No more VCR light blinking the same sad midnight hour. No more falling asleep to the lullaby of AM talk-radio hosts promising rapture in the form of alien abduction or just plain old Armageddon. No more arguing with ghosts and browning the roast alone. No more filling the kettle with just enough water for one cup of tea. No more hope or love or joy or obligation to put the flag up in time for the fourth of July. No more shadows with their abstract sorrows, or long Decembers spent feeding the hungry black woodstove of memory. No more doctors or agile smiles, no more shiny tools licking arteries clean. No more wincing stars, no more, now where did I put that? She’s built herself a cabin on the outskirts of the Milky Way, and she sits on the porch in her rocking chair, dressed in her red flannel nightgown and slippers, a shotgun across her lap as she listens to the nearby creek, a prayer, running steady and clear.

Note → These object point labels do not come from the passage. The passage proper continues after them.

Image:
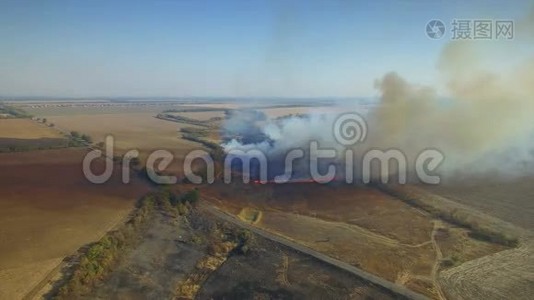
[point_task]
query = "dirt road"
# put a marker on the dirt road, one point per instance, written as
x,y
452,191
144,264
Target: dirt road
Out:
x,y
395,288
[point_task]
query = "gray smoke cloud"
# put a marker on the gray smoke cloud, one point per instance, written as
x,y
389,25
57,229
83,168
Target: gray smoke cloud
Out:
x,y
484,128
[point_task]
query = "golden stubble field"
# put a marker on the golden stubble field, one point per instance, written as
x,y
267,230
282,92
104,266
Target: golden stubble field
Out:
x,y
358,225
26,129
48,210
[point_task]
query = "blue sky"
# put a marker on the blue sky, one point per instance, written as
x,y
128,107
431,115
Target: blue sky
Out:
x,y
223,48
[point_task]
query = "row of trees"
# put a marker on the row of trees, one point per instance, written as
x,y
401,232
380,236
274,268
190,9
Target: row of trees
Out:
x,y
102,256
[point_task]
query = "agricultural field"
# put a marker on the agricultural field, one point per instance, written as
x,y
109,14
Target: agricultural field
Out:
x,y
509,200
140,131
25,134
49,210
359,225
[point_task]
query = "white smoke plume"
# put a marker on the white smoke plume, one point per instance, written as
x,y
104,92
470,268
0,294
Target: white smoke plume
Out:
x,y
484,127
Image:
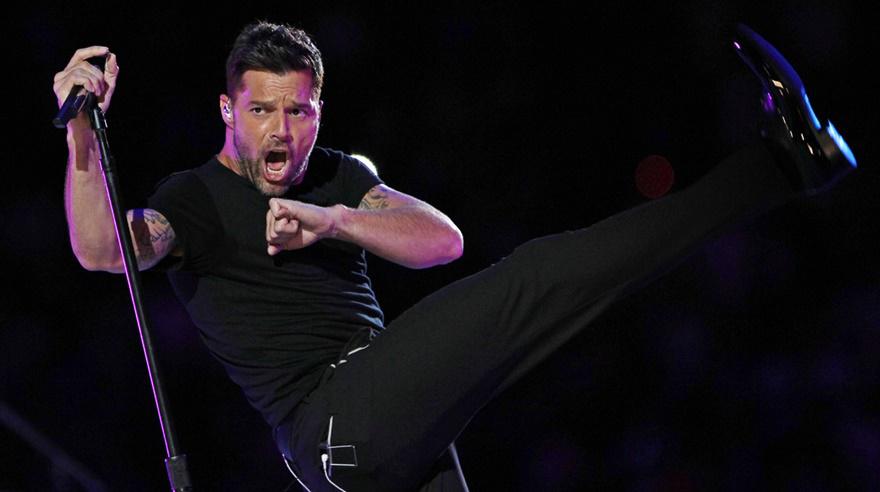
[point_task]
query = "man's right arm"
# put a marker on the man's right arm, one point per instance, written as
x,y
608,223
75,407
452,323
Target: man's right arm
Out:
x,y
89,218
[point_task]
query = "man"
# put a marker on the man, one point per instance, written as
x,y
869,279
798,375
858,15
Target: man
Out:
x,y
265,245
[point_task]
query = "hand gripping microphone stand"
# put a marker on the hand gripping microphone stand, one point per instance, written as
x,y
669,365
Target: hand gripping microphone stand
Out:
x,y
175,464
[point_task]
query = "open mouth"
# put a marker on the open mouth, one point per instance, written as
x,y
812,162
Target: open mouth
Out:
x,y
276,164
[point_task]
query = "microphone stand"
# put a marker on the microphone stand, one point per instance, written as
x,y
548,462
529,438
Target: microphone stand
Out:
x,y
175,463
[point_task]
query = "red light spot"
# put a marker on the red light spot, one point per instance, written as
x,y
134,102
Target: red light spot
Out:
x,y
654,176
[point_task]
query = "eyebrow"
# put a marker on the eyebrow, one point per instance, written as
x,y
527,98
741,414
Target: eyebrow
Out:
x,y
271,104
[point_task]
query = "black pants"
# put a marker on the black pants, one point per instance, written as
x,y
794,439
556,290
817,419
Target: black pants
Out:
x,y
395,406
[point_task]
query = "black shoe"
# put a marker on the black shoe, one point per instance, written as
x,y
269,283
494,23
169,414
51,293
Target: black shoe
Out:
x,y
812,156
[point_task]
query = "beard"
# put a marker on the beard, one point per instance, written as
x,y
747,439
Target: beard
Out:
x,y
251,167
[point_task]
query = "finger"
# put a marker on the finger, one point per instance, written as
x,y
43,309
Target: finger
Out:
x,y
84,54
111,73
85,74
286,226
270,225
282,208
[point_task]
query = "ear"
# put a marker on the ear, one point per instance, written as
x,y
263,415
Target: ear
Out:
x,y
226,110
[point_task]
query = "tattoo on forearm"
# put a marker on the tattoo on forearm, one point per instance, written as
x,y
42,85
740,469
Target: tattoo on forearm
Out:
x,y
374,200
151,232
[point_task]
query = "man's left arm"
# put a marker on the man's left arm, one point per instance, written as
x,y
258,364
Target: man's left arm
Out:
x,y
387,223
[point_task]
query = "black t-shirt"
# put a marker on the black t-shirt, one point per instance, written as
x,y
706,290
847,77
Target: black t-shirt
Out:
x,y
274,322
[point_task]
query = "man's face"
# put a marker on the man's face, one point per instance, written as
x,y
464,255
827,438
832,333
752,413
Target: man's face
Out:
x,y
275,124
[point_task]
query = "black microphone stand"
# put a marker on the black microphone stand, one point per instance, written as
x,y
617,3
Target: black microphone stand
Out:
x,y
175,463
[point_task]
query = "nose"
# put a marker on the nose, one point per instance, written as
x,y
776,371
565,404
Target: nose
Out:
x,y
281,127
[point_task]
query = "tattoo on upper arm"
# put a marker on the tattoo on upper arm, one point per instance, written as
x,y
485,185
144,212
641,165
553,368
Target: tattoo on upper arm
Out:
x,y
375,199
152,233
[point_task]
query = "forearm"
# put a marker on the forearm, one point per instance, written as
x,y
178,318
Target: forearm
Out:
x,y
89,219
415,235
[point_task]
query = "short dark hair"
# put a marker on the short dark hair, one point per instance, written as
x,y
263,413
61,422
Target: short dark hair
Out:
x,y
276,48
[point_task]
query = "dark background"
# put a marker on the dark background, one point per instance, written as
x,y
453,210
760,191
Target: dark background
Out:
x,y
752,366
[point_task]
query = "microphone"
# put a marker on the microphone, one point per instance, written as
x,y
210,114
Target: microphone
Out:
x,y
76,101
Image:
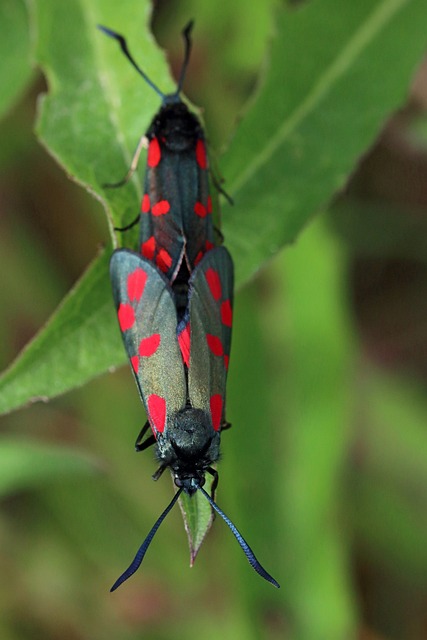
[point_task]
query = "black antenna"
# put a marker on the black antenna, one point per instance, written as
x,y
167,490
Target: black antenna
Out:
x,y
123,45
240,539
187,52
186,34
136,562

You should know your big sister is prone to stomping small things. Not yet two inches long, you’re safe-- for now. Still, before your first breath, I’d like to say I’m sorry for yelling, for forgetting to pick you up from school, for the coca-cola Slurpee you can’t have, for FM radio, split atoms, American cheese and the ozone hanging over you like a sieve. Sorry for the 5, 6 and 10 O’clock news, and for fattening you up with Disney. I’m sorry for 13, Yellow #5 and mandatory Pep Rallies. I’m sorry for your first French kiss for laugh tracks, Improvised Explosive Devices and Standard Aptitude Tests. Sorry for footnotes, specifically, Ulysses, for Depleted Uranium, Sunday nights and Eleanor Rigby playing on Musak, in Applebee’s. Someday you will come across pictures of this ultrasound and of Saturn’s rings. I’d hoped more of this world would be left to your imagining.
You oil the muses jaw with ink. The page stays clean, unforgiving. You sell your daughter’s first word, and slip truth serum in your prayers, try to get God drunk so the blueprints will roll off his tongue. You wake with nothing. You have no choice but to begin digging up your father’s grave, gluing his bones back together with your saliva, inflating his lungs with your own breath. You sink to the bottom of the page, dressed in chains. You’re no Houdini. You have no business sitting in this glass box full of water, fumbling with the padlock.